JR. by Campaign

Boş koltukları doldurmak için geldiler

Sinemia, lokasyon bazlı teknolojiyle MasterCard altyapısını birleştirerek yeni bir sinema sistemini ortaya çıkardı.Daha önce bankacılık, finans ve telekom gibi sektörlerde çalışan Rıfat Oğuz (29)’un kurduğu Sinemia, boş koltukları doldurma fikriyle ortaya çıktı. Facebook ve LinkedIn’den davetiye alarak üye olunabilen bu sistemi telefonunuza yükleyeceğiniz mobil uygulama yoluyla takip edebiliyor ve size gönderilen kartla Türkiye’deki her sinema salonunda istediğiniz filmi izleyebiliyorsunuz. Türkiye’nin yanı sıra İngiltere’de de hizmet veren Sinemia Premium’un bir sonraki pazar hedefinde şimdilik Amerika ve onu takiben 20 ülke daha var. Şirket aynı zamanda “Sinemia Sosyal” isimli, her türlü sinema içeriğinin bulunduğu bir siteye de sahip. Sosyal medyayı aktif kullanan Sinemia, bunun yayılma hızına büyük bir katkı sağladığını düşünüyor. İşte globalleşen bir startup kuruluşunun öyküsü…


 

Sinemia fikri nasıl ortaya çıktı?

Sinemia, lokasyon bazlı teknolojilerle banka kartı altyapısını birleştiren bir teknolojiye sahip.

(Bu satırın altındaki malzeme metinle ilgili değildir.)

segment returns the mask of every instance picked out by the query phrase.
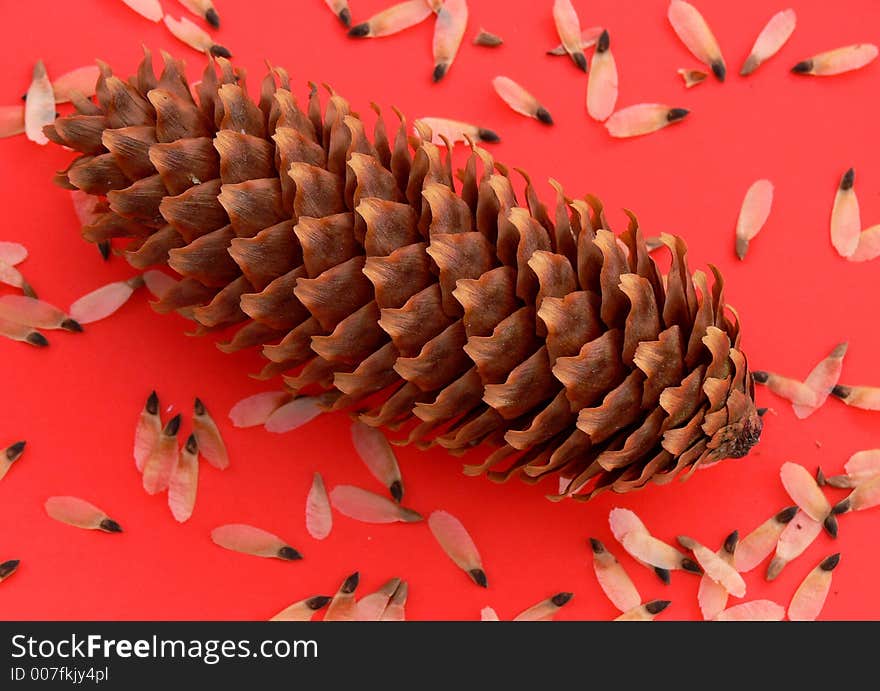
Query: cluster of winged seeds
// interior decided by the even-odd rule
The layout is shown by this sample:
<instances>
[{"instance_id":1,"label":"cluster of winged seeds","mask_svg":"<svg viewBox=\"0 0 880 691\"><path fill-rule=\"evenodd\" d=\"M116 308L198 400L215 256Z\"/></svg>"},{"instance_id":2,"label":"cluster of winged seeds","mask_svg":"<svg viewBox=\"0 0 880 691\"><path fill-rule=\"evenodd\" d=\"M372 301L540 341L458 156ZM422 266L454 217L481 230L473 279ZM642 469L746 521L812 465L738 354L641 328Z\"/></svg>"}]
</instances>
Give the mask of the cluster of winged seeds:
<instances>
[{"instance_id":1,"label":"cluster of winged seeds","mask_svg":"<svg viewBox=\"0 0 880 691\"><path fill-rule=\"evenodd\" d=\"M217 59L194 99L164 60L128 81L101 64L97 103L46 127L81 154L59 184L99 198L85 239L129 238L133 266L183 277L159 312L237 325L222 350L261 347L264 378L411 443L495 447L468 474L557 475L553 498L668 482L758 440L722 278L691 275L680 238L662 237L663 276L634 218L617 237L555 183L548 212L524 174L521 206L477 146L455 176L425 127L401 118L392 141L374 107L371 138L332 90L302 110L282 69L255 103Z\"/></svg>"}]
</instances>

Bunu sinema sevgisini göstermek için bir araya getirilmiş bir teknoloji olarak düşünebilirsiniz. Mesela iTunes müziği değiştiren bir teknoloji oldu. Sinema da müzik gibi bir emtia aslında. Biz sinema tüketimini değiştirmek,  kolaylaştırmak ve iyileştirmek üzerine bir teknoloji şirketi olarak piyasaya girdik. Elimizden elliye yakın teknoloji fikri geçti. Birçok alternatifi düşündük ama şu an elimizde bulunan MasterCard alt yapısını kullandığımız teknolojinin en doğrusu olduğunu düşündük ve onunla ilerlemeye karar verdik.

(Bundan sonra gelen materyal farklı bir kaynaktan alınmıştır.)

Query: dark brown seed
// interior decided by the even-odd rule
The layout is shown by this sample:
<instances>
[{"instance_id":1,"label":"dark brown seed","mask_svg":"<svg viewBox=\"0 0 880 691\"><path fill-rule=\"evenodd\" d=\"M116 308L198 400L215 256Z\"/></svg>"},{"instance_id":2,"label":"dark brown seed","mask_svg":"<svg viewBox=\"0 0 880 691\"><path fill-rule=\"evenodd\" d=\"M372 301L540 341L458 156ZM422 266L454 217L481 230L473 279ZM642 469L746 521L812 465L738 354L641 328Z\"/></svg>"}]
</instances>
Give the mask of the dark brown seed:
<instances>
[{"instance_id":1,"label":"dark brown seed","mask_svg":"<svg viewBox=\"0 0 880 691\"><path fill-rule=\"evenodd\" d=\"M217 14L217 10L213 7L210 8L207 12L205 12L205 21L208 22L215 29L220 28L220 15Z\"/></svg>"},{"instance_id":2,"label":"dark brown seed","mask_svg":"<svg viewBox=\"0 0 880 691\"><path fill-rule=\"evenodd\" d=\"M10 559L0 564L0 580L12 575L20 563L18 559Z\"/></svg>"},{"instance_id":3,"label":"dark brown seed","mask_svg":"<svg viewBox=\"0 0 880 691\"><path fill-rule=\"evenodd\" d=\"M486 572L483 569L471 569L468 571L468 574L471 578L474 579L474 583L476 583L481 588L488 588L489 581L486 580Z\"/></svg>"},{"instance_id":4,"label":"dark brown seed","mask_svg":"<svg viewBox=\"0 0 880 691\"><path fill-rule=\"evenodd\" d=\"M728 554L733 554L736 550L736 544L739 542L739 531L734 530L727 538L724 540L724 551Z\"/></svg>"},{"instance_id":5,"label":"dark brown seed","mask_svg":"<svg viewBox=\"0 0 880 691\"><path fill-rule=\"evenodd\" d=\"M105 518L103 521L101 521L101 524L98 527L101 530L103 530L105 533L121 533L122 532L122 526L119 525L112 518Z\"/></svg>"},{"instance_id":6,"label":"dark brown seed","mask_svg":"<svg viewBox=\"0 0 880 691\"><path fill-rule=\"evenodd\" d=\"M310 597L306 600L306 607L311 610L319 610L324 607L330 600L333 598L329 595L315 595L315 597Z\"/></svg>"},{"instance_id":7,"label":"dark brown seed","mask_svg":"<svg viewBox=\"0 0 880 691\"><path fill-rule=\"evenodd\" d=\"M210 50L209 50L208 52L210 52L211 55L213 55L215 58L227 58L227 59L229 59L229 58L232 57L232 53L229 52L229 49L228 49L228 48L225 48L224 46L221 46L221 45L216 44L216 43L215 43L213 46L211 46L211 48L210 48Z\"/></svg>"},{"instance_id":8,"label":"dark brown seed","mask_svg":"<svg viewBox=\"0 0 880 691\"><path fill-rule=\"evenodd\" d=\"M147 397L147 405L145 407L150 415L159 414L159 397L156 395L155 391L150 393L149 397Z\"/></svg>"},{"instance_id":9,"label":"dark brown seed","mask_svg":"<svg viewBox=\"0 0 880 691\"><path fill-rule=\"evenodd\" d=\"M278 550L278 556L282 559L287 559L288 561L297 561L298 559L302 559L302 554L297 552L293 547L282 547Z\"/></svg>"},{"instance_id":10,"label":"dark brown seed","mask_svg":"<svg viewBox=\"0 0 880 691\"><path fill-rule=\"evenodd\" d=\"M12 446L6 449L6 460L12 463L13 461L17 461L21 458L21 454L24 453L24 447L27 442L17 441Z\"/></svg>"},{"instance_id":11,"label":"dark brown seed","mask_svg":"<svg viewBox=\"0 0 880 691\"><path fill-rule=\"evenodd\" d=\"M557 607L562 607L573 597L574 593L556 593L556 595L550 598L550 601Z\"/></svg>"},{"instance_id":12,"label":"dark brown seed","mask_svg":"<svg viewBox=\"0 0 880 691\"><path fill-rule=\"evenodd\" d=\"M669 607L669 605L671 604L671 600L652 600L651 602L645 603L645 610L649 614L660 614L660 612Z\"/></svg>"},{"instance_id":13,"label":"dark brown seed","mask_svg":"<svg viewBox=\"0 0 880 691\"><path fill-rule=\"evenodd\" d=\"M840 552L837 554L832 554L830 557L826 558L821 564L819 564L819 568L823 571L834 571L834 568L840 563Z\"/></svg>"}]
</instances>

Sistemin işleyişi tam olarak nasıl?

Sinemia.com adresine girerek başvurunuzu yapıyorsunuz. Başvurudan sonra 1, 3 ya da 9 aylık kartlardan birini seçiyorsunuz. Üye olduktan sonra 3 iş günü içerisinde kartınız size ulaşıyor. Sinemaya gittiğinizde Sinemia’nın mobil uygulamasını açıyorsunuz ve mobil uygulama da size bileti ücretsiz almanızı sağlıyor. Günde 1 defa olmak üzere her gün sinemaya gidebiliyorsunuz. İsterseniz aynı filme tekrar gidebilme gibi bir fırsatınız da var. Bunların dışında “Sinemia Mobil” uygulamasından ileri tarihli bilet de alabiliyorsunuz.

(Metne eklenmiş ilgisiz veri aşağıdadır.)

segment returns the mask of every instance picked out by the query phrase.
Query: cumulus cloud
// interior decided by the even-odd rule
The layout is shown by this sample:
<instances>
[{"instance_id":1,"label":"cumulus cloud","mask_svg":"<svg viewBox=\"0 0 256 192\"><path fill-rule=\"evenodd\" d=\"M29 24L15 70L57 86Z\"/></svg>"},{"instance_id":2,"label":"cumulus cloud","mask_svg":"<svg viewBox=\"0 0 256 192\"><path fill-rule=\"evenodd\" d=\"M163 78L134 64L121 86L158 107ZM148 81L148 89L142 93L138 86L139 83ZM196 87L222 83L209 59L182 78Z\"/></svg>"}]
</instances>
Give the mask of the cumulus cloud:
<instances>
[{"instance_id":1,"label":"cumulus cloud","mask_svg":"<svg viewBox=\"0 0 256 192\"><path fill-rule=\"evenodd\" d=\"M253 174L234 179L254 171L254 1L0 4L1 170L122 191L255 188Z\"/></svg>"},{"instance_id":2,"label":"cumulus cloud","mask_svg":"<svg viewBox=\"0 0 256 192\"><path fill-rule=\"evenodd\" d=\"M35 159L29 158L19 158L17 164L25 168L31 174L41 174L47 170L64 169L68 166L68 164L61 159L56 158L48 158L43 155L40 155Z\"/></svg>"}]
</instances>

Başvuran herkes kartı alabiliyor mu?

Biz aslında bir sinema kulübü kuralım diyerek yola çıktık. Ama kulübümüz her gün biraz daha büyüyor. Talepler çoğaldıkça biz de daha fazla üye almaya başladık. Şu an 72 şehirde aktif üyemiz var. Her geçen gün büyüyoruz. Bundan 2 hafta önce 60 şehirdeydik mesela.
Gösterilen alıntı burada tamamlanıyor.